A conceptual fast-food ordering platform designed to prove that food tech can be both beautiful and functional.

Come & Chop merges bold, local flavors with a seamless digital ordering experience. The design moves away from cluttered traditional menus, offering users a sleek interface to filter cravings, add items, and review their cart.

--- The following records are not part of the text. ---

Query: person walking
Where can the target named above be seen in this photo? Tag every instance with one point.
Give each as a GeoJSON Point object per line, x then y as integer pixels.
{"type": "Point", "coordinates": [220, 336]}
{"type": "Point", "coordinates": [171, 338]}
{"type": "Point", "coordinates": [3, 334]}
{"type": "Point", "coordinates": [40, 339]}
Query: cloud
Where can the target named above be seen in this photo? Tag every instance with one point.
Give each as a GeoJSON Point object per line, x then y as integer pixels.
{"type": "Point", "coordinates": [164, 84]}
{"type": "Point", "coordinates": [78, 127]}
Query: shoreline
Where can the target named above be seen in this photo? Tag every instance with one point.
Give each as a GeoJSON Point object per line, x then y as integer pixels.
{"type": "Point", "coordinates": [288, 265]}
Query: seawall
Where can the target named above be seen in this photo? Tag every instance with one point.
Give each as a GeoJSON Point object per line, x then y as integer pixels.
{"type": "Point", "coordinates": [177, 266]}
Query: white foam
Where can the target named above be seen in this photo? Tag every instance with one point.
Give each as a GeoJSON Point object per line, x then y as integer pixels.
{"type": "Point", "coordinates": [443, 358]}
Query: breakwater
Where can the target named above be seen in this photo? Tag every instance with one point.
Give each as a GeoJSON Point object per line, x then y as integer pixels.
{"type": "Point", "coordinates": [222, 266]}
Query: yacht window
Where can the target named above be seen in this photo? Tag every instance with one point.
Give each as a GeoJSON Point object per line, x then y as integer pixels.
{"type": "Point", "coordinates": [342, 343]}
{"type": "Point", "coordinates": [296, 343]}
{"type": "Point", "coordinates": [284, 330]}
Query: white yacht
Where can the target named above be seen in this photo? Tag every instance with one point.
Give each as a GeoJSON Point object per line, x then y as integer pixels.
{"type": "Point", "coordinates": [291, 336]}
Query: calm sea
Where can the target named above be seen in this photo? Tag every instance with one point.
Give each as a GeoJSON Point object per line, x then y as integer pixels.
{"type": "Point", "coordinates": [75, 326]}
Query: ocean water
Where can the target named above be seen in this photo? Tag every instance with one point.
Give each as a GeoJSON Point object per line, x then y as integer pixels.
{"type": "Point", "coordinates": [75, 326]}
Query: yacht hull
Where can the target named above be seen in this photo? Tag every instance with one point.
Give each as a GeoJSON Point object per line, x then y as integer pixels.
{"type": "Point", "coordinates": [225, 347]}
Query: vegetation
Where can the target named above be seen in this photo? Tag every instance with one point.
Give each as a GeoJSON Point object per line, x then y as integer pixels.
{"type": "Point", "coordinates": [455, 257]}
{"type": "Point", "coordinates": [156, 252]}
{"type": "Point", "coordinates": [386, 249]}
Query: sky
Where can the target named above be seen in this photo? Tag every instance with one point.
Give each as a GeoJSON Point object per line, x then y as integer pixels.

Instead of relying on heavy e-commerce plugins, the entire menu filtering, cart tallying, and slide-out checkout form were hand-coded using vanilla JavaScript and semantic HTML5 data attributes, ensuring lightning-fast performance.

My Role

  • Interface Design & Typography
  • Dynamic Menu Filtering Logic
  • Slide-out Cart & State Management
  • Lightbox Image Gallery

The Challenge

Handling state
without a backend.

The goal was to create a functional prototype that felt like a living application. Users needed to be able to filter food categories, click "Add to Cart", and instantly see their cart tally update and slide into view—all without page reloads or a database connection.

Menu Filtering Interface

The Solution

DOM-driven
data architecture.

I built a logic engine that reads custom `data-price` and `data-tags` attributes directly from the HTML elements. This allows the JavaScript to dynamically calculate totals, filter menu views, and populate the checkout drawer instantly, resulting in an incredibly snappy user experience.

Cart Drawer Showcase

Tech Stack

Built with the right tools.

Vanilla JS Logic Engine
CSS3 Styling & Drawers
HTML5 Data Attributes
DOM API State Management

Outcome

A fully functional prototype.
Zero lag.

The result is a lightning-fast ordering interface that instantly reacts to user input without a single page reload.

By shifting the state management entirely to the DOM and utilizing native HTML5 data attributes, the application avoids costly server round-trips for basic cart operations—proving that complex state can be handled elegantly on the frontend.